This event will focus on land based solutions to climate change drawing on grassroots agro-ecology. We will explore the importance of bodily perspectives in combatting anxiety in times of upheaval and confusion.

KYLE WHYTE is George Willis Pack Professor of Environment and Sustainability at the University of Michigan, teaching in the environmental justice specialisation. His research addresses environmental justice, focusing on moral and political issues concerning climate policy and Indigenous peoples, the ethics of cooperative relationships between Indigenous peoples and science organisations, and problems of Indigenous justice in public and academic discussions of food sovereignty, environmental justice, and the Anthropocene. He is an enrolled member of the Citizen Potawatomi Nation.

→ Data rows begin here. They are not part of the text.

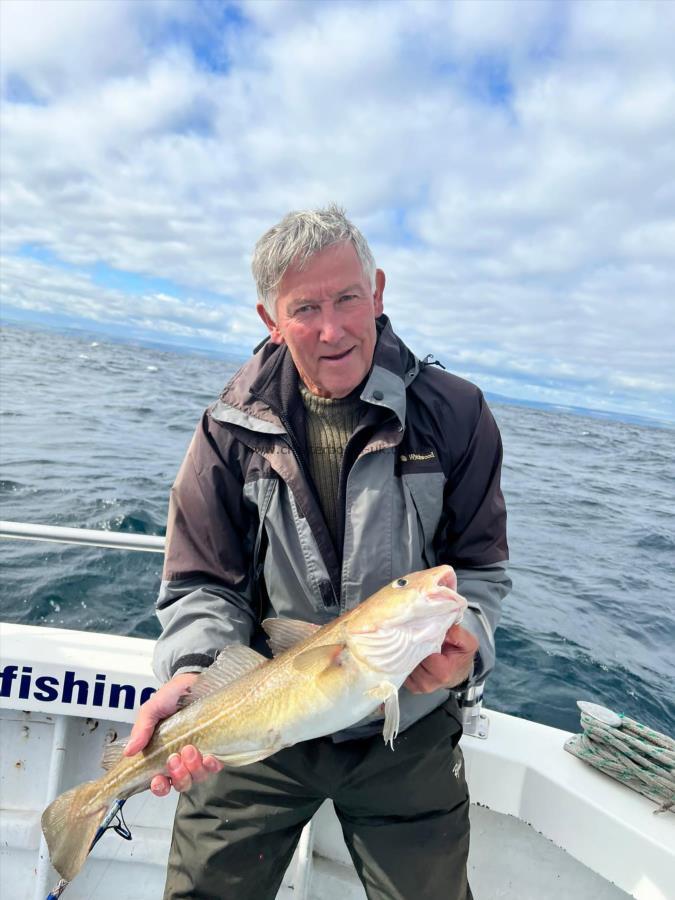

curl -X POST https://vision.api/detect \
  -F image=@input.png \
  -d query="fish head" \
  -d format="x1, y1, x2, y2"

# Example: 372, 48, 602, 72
347, 566, 467, 677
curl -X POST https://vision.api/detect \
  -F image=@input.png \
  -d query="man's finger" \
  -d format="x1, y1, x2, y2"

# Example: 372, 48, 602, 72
150, 775, 171, 797
166, 753, 192, 791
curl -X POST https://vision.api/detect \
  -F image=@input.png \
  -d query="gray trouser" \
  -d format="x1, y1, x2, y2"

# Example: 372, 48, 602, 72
164, 701, 471, 900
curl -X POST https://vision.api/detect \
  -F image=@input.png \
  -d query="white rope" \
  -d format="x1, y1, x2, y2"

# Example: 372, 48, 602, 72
565, 701, 675, 812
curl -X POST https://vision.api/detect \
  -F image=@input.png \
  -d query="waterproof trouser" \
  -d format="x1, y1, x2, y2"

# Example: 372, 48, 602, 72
164, 701, 472, 900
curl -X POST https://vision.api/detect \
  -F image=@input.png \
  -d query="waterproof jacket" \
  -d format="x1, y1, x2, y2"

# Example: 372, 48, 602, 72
155, 316, 510, 736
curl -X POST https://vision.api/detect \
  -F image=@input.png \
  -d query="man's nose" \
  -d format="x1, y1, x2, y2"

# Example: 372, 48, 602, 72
319, 310, 345, 344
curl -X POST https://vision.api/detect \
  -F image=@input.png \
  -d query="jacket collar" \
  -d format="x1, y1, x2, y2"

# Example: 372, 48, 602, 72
211, 315, 419, 434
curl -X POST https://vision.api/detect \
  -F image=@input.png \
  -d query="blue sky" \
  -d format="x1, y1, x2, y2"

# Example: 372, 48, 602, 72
0, 0, 675, 419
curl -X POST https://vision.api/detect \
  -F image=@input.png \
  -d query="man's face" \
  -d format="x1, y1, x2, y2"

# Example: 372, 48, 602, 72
257, 241, 385, 397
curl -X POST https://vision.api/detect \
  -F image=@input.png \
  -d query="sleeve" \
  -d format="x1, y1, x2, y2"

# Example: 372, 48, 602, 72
437, 393, 509, 568
438, 392, 511, 683
456, 563, 511, 683
153, 413, 256, 681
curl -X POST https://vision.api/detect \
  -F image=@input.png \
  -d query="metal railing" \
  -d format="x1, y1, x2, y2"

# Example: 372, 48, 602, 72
0, 521, 164, 553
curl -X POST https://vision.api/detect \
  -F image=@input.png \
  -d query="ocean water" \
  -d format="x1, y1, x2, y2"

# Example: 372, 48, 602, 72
0, 327, 675, 734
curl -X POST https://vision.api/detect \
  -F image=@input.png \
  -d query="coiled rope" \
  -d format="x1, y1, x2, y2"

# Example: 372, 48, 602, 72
565, 700, 675, 812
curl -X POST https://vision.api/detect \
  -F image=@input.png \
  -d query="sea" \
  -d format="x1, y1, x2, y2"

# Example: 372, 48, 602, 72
0, 326, 675, 735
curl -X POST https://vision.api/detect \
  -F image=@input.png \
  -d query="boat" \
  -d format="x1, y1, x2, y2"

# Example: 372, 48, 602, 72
0, 522, 675, 900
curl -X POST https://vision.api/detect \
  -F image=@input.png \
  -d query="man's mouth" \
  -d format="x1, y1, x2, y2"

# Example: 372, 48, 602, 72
320, 347, 354, 362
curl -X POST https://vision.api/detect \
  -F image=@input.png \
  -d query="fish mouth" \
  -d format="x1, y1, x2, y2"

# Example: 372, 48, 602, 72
422, 566, 466, 609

JANET MARO is a leading Tanzanian social entrepreneur and agro-ecologist. In 2011, she founded Sustainable Agriculture Tanzania (SAT), an umbrella organisation that acts as the main centre for organic and sustainable agriculture in this country. Sustenance agriculture is an important strategy for the sustainable protection of native forest in Eastern Africa. The SAT Farmer Training Centre has thus far trained more than 1,000 people from Africa, Europe, America and Scandinavia on Sustainable Land Management (SLM). Janet was finalist for the Tanzania Women of Achievement Awards (2013), as well as finalist for the Guardian International Development Achievement Award, also in 2013. She featured in National Geographic’s “The Next Green Revolution” issue, where she discusses ecological organic agriculture in her country. In 2017, Sustainable Agriculture Tanzania won the first Lush Spring Prize Award for Established Projects.

ALEX BOYD is the Founder and Director of Intercultural Roots, and a Qi Gong Teacher. He has spent most of his life learning from Taoist arts and Chinese embodied culture, a millennial tradition that considers humanity as an integral part of nature through a connection between earth and sky. The Taoist arts Alex inherited from his Chinese teachers cultivate a felt-sense for harmony and, through energetic, breath and movement practices, enable a life in balance in times of ecological disharmony.